The Perils of Peadom


It’s tough, being a peacock in South Dakota. First of all, in your native Indonesia, you'd never have to contend with these brutal winters. Second, in your native forest habitat, you'd have excellent cover from predators. Here on the prairie, when you walk the pasture trails, it's practically a catwalk--the local coyotes, turkey buzzards, and over-eager pheasant hunters might as well be sitting at chipped tables, slurping down gin fizzes, and waving dollar bills.

Life can be pearilous here on the Row. For example, we went into the summer breeding season with 18 adult peafowl. At the high point of the summer, I counted 11 new chicks, for a total of 29 birds. Then, in late September, peas started disappearing—our neighbor says there's a female coyote living down the road, someone mentioned rogue mountain lions in South Dakota, or maybe the turkey buzzards were desperate. Whatever it was, it left two huge piles of pea feathers in the north 40 shelterbelt. So we’re down to 15 adults and 3 chicks. Maybe 18 is the critical mass threshold, the point beyond which the Row can’t sustain the pea-pulation. Maybe you really CAN’T fool Mother Nature.

Our peas know the seasons are changing—it dipped below 40 here overnight. The flock is having a harder time finding tender greens under the crunchy leaf carpet, so they literally huddle on the patio in the mornings, honking & whining, until I go out in my pajamas and toss out a bucket of mixed corn, wild bird seed, and Walmart cat food (while singing “Feed the Birds” from Mary Poppins…go head…just picture that). I try to feed them only every two or three days (my version of being a hardass prairie marm), but that pea-pleading breaks my tender heart.

The flock is still sleeping together in the Roosting Tree in our back yard. Ray will soon put a brooder heat lamp up in the rafters of the open-sided loafing shed (peas won’t sleep on the ground or willingly go inside an enclosed building), but the peas won’t roost in the rafters unless (1) night temps fall to around 10 below zero, (2) a blizzard blows through, or (3) wind speeds exceed 35-40. And I’ll soon start my biweekly ritual of hauling gallons of hot water out to the bird baths to thaw the ice.

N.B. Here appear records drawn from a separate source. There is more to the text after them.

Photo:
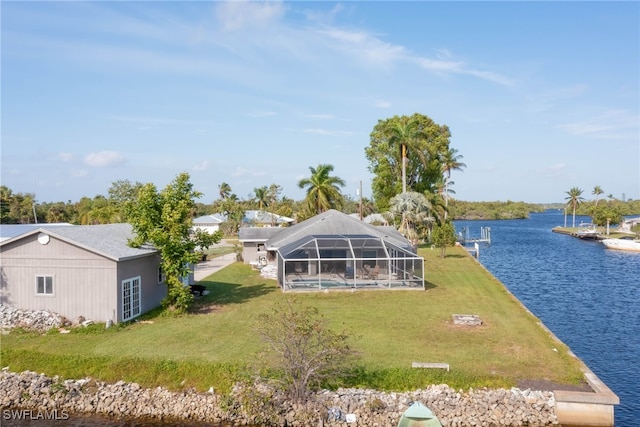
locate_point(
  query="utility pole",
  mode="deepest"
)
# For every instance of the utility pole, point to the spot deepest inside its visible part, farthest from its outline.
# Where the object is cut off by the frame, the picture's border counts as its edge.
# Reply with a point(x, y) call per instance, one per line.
point(360, 194)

This flock, now thoroughly inbred, has been here on this property for at least a quarter-century, long before we got here. They’ve left Indonesia behind. I worry constantly about them, but they’ve adapted (probably better than we have). They’re Prairie Peacocks. Pavo Crisatus Prairicus. I suspect they run out to the pasture after breakfast and roll on their backs, wings folded around their fat bellies, guffawing hysterically at what a rube I am. So Ray and I will head to town today, to watch the Quad State marching band competition, and to pick up 50-lb bags of corn, wild bird food, and Walmart cat food. Because as my friend CB likes to say, “If we don’t take care of them, they’ll die horrible, miserable deaths, right?”